[PATCH] D53736: [BTF] Add BTF DebugInfo
Yonghong Song via Phabricator via llvm-commits
llvm-commits at lists.llvm.org
Thu Oct 25 15:45:41 PDT 2018
yonghong-song created this revision.
yonghong-song added reviewers: aprantl, dblaikie, echristo, ast.
yonghong-song added a project: debug-info.
Herald added subscribers: llvm-commits, JDevlieghere, mgorny.
This patch adds BPF Debug Format (BTF) as a standalone
LLVM debuginfo. The BTF related sections are directly
generated from IR. The BTF debuginfo is generated
only when the compilation target is BPF.
What is BTF?
============
First, the BPF is a linux kernel virtual machine
and widely used for tracing, networking and security.
https://www.kernel.org/doc/Documentation/networking/filter.txt
https://cilium.readthedocs.io/en/v1.2/bpf/
BTF is the debug info format for BPF, introduced in the below
linux patch
https://github.com/torvalds/linux/commit/69b693f0aefa0ed521e8bd02260523b5ae446ad7#diff-06fb1c8825f653d7e539058b72c83332
in the patch set mentioned in the below lwn article.
https://lwn.net/Articles/752047/
The BTF format is specified in the above github commit.
In summary, its layout looks like
struct btf_header
type subsection (a list of types)
string subsection (a list of strings)
With such information, the kernel and the user space is able to
pretty print a particular bpf map key/value. One possible example below:
Withtout BTF:
key: [ 0x01, 0x01, 0x00, 0x00 ]
With BTF:
key: struct t { a : 1; b : 1; c : 0}
where struct is defined as
struct t { char a; char b; short c; };
How BTF is generated?
=====================
Currently, the BTF is generated through pahole.
https://git.kernel.org/pub/scm/devel/pahole/pahole.git/commit/?id=68645f7facc2eb69d0aeb2dd7d2f0cac0feb4d69
and available in pahole v1.12
https://git.kernel.org/pub/scm/devel/pahole/pahole.git/commit/?id=4a21c5c8db0fcd2a279d067ecfb731596de822d4
Basically, the bpf program needs to be compiled with -g with
dwarf sections generated.
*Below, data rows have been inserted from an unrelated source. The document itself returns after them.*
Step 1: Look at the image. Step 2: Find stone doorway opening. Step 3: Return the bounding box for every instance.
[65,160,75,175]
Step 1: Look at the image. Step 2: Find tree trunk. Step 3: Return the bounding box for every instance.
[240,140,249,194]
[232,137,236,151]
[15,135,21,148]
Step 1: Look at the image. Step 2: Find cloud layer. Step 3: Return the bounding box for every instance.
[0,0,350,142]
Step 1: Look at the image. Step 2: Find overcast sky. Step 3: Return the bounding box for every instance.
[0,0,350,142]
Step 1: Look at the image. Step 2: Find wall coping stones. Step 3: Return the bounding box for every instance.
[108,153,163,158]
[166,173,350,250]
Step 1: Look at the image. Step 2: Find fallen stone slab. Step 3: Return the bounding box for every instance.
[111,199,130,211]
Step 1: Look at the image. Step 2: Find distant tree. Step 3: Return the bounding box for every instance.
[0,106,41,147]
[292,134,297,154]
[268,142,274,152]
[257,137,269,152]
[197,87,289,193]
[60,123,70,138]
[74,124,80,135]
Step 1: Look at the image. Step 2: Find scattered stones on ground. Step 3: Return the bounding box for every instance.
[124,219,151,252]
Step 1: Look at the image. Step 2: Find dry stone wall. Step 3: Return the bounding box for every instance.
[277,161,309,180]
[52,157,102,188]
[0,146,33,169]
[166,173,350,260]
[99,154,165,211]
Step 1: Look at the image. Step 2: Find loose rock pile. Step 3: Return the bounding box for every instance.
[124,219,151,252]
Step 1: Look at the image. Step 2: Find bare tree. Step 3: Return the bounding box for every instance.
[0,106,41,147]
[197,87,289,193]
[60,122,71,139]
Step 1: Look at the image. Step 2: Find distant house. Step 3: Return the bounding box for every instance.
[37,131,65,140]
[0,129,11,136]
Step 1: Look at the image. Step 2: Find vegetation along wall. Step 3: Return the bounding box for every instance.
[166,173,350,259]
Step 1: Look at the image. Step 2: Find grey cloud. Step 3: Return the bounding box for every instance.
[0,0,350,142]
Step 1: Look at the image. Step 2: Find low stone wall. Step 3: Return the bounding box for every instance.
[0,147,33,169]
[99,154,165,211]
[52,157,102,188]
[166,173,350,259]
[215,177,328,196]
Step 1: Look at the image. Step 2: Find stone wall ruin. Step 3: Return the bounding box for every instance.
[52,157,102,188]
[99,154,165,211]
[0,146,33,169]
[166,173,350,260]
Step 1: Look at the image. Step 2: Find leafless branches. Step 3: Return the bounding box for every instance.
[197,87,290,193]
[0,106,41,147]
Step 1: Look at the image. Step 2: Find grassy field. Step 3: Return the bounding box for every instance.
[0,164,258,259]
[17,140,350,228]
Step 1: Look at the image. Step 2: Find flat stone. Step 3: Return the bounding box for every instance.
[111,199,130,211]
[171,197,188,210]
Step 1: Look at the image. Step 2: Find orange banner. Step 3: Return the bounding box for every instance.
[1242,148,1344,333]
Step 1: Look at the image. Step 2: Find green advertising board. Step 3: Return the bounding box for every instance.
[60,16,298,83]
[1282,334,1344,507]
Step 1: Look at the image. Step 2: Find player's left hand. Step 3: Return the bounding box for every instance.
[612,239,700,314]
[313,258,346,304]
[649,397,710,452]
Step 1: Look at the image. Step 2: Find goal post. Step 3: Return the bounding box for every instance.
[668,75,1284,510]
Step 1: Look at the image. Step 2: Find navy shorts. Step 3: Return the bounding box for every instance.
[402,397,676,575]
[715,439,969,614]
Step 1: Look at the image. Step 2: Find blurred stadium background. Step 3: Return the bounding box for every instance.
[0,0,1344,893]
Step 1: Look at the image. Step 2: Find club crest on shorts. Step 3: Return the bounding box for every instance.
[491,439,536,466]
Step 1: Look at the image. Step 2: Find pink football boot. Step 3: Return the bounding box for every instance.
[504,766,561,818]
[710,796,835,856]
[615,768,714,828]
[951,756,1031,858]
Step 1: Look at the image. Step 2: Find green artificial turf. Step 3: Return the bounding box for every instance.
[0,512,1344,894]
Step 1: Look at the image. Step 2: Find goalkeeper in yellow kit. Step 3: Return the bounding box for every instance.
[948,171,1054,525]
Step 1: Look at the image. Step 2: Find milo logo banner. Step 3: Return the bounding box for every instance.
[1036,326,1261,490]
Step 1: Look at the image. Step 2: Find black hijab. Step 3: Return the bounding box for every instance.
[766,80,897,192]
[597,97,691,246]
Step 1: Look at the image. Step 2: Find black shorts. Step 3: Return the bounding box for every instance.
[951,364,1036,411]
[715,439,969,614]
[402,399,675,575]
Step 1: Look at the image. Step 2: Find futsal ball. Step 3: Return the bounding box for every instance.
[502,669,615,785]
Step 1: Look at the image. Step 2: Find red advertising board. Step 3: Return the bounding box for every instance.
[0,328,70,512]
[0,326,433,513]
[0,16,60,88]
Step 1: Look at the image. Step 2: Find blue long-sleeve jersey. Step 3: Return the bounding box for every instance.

The pahole is enhanced such that
a .BTF section can be generated based on dwarf. This format
of the .BTF section matches the format expected by
the kernel, so a bpf loader can just take the .BTF section
and load it into the kernel.
https://github.com/torvalds/linux/commit/8a138aed4a807ceb143882fb23a423d524dcdb35
The .BTF section layout is also specified in this patch:
with file include/llvm/BinaryFormat/BTF.h.
What use cases this patch tries to address?
===========================================
Currently, only the bpf instruction stream is required to
pass to the kernel. The kernel verifies it, jits it if configured
to do so, attaches it to a particular kernel attachment point,
and later executes when a particular event happens.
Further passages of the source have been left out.